Sequentially reading a single file from the file system gave me around 40MB/s. Reading multiple in parallel brought the total throughput in the hundreds of megabytes - where I'd expect it. This is really weird. The 5 disks show 100% utilization during single file reads. Writes are supremely fast, whether single threaded or parallel. Reading directly from each disk gives >200MB/s.
Splitting the the RAIDz2 into two RAIDz1s, or into one RAIDz1 and a mirror improved reads to 100 and something MB/s. Better but still not where it should be.
I have an existing RAIDz1 made of 4x 8TB disks on the same machine. That one reads with 250-350MB/s. I made an equivalent 4x 16TB RAIDz1 from the new drives and that read with about 100MB/s. Much slower.
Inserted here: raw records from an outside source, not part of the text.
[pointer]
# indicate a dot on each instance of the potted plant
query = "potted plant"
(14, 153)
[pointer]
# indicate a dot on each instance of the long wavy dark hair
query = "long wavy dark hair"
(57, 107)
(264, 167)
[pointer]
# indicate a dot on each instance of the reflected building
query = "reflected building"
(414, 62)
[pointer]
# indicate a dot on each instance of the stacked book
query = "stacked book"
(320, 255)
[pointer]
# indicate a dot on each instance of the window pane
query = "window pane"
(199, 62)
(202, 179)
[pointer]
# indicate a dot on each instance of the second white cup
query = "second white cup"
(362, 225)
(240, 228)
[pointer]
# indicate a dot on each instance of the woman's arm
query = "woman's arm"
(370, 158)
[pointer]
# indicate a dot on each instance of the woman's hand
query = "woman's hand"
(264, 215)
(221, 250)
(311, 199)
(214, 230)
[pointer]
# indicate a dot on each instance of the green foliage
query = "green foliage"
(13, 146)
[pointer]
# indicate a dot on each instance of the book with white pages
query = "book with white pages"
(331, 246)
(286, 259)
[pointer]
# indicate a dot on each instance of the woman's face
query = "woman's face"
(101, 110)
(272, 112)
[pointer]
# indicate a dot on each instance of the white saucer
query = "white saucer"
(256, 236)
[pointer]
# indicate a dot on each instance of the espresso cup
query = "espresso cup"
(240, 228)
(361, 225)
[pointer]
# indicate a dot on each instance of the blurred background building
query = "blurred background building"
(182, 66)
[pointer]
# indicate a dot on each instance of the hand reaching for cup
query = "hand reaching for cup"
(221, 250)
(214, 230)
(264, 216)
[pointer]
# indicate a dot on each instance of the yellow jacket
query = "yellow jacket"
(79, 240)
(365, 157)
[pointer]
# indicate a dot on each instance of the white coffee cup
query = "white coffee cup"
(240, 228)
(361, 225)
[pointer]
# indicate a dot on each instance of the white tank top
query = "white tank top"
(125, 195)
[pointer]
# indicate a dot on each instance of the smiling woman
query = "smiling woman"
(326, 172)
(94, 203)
All of this was done with ashift=12
and default recordsize
. The disks' datasheets say their block size is 4096.
I decided to try RAIDz2 with ashift=13
even though the disks really say they've got 4K physical block size. Lo and behold, the single file reads went to over 150MB/s. 🤔
Following from there, I got full throughput when I increased the recordsize
to 1M. This produces full throughput even with ashift=12
. My existing 4x 8TB RAIDz1 pools with ashift=12
and recordsize=128K
read single files fast.
Here's a diff of the queue dump of the old and new drives. The left side is a WD 8TB from the existing RAIDz1, the right side is one of the new HC550 16TB
< max_hw_sectors_kb: 1024
---
> max_hw_sectors_kb: 512
20c20
< max_sectors_kb: 1024
---
> max_sectors_kb: 512
25c25
< nr_requests: 2
---
> nr_requests: 60
36c36
< write_cache: write through
---
> write_cache: write back
38c38
< write_zeroes_max_bytes: 0
---
> write_zeroes_max_bytes: 33550336
Could the max_*_sectors_kb
being half on the new drives have something to do with it?
Can anyone make any sense of any of this?
OK, I think it may have to do with the odd number of data drives. If I create a raidz2 with 4 of the 5 disks, even with
ashift=12
,recordsize=128K
, the performance in sequential single thread read is stellar. What's not clear is why this doesn't affect, or not as much, the 4x 8TB-drive raidz1.Would you use zfs and raid-z when there is only 1 file on your disk?
Would you build 4 ticket counters when your concert hall has only 1 seat? Would you build a 4 lane highway when there is only 1 car in your country?
:-)
Yes, yes I would use ZFS if I had only one file on my disk.
Ok :-)
Then you probably shouldn't optimize it for the use of many files (which is the default, of course).